But Jesus tells Mary, “Don’t hold on to me.” Another translation reads, “Don’t cling to me.”
After the resurrection, Jesus also did a lot of breathing on the disciples too. Easter is releasing, letting go of what was. Mary quite naturally would want to hold on tight to the manifestation of God she had come to know and deeply love. But Jesus knew better. Don’t hold on to this, Mary. God is everywhere, under your feet, in the air you breathe. I am behind and around you. I am in the stranger. I am at the table with your friends; I am in the bread.
Jesus himself had done his own letting go. Oh, he had done everything in his power in his human lifetime to teach, to heal, to proclaim the good news. He had done everything he could to show people how to cross boundaries to help one another. He had done everything he could to prepare his disciples for what was to come after. But in the end, he’d let all of that go. He, just like all of us will one day, let go of life itself. He stopped clinging and grasping and gripping, and he gave up his spirit to the greater flow of all things that be. And he died on a cross in a posture that is burned into our Christian sensibilities forever: arms outstretched in surrender, open and unclenched.

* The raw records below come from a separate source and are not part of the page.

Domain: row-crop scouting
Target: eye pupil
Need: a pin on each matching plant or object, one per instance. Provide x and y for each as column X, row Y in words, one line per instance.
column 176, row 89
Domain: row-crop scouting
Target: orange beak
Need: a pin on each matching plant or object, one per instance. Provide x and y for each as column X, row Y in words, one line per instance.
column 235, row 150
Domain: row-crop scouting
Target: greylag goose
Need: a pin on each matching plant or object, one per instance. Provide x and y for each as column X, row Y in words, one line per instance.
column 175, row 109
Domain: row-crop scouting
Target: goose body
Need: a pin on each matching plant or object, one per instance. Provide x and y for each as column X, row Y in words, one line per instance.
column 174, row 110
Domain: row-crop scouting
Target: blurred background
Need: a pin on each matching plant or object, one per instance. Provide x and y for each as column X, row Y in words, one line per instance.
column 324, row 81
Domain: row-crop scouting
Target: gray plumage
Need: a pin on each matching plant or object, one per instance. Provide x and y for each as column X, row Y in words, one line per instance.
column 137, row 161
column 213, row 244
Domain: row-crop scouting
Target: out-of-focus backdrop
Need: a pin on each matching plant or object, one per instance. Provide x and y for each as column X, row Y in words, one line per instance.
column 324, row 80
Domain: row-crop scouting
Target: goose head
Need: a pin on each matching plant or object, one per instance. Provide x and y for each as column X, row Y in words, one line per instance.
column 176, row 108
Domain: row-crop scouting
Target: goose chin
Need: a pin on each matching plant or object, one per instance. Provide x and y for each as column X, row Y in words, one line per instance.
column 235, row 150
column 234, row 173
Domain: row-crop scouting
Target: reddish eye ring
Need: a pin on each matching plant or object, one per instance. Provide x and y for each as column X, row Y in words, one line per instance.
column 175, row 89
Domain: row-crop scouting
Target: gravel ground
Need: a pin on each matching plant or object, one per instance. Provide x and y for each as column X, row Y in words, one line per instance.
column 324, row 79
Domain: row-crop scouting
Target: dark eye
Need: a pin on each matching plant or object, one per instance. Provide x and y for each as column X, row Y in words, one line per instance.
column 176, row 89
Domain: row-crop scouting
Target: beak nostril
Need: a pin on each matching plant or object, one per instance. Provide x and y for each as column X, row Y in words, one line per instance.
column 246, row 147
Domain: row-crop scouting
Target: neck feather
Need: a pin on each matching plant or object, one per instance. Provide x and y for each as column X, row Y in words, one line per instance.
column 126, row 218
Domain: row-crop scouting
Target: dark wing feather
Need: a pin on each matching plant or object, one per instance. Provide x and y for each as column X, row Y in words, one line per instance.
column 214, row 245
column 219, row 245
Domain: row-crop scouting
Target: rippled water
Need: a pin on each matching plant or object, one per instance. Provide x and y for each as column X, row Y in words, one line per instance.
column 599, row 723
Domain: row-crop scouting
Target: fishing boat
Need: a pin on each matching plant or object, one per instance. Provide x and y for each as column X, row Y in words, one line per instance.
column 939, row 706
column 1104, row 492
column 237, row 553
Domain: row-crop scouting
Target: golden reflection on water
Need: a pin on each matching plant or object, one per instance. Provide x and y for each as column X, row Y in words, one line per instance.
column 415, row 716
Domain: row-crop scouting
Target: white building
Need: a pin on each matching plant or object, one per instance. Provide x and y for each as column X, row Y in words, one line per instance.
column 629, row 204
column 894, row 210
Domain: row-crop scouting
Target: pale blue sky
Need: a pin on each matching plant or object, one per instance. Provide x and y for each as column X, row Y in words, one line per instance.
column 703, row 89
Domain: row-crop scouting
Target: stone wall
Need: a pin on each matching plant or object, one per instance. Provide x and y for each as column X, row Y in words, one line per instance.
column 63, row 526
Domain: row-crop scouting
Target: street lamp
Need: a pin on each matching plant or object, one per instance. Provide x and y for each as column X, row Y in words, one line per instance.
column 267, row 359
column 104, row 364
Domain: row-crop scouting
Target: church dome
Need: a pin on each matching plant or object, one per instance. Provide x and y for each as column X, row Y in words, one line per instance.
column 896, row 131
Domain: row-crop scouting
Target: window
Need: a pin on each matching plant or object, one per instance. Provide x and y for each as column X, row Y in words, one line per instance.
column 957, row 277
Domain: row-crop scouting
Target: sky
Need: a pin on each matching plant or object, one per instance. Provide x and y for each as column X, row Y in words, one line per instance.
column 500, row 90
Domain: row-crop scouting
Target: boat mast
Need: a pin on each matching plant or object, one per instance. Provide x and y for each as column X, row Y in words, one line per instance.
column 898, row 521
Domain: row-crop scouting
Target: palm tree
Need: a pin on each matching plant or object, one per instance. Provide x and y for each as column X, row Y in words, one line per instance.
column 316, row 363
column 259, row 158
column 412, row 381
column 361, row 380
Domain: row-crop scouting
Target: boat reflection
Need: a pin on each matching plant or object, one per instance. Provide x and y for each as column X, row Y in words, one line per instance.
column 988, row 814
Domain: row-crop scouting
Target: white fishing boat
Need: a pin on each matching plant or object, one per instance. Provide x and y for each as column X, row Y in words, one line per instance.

The resurrection from the dead is just one more unclenching. Even the Death Grip is released in the Easter mystery. The cold tight grave of hell is opened forever to light and life and glory. Neither might the gates of death, nor the tomb’s dark portal, nor the watchers, nor the seal, hold you as a mortal.
I’ve been glad this week that some of the blooms, buds, and flowers stayed closed in the cold, closed and protected from the threat of frost. We, like they, stay tight and gripping to protect ourselves. It’s natural. But just like a bloom or bud or flower, you can’t see our whole beauty until we open up, until we unclench ourselves. There’s nothing to fear or protect anymore. There’s no use in holding up something that’s already been upheld.
What are you holding onto? Clinging to? You might be holding on to a manifestation of God that you have grown to love, but isn’t there anymore. You might be grasping onto control of something that’s impossible to control – especially if it involves another person or if it involves the future.
You might be clutching something you can’t even name, but you feel it in your shoulders, your brow, the bottoms of your feet, your chest, or your stomach. Jesus said, Don’t cling. Let go as I have let go.
Stop gripping this Easter. The oak tree can stand by itself. Or, the oak tree might not stand, but that’s its problem. The universe is unfolding as it should. God inside you is ready to be released and shown to the world. Go do something with that. Feel free.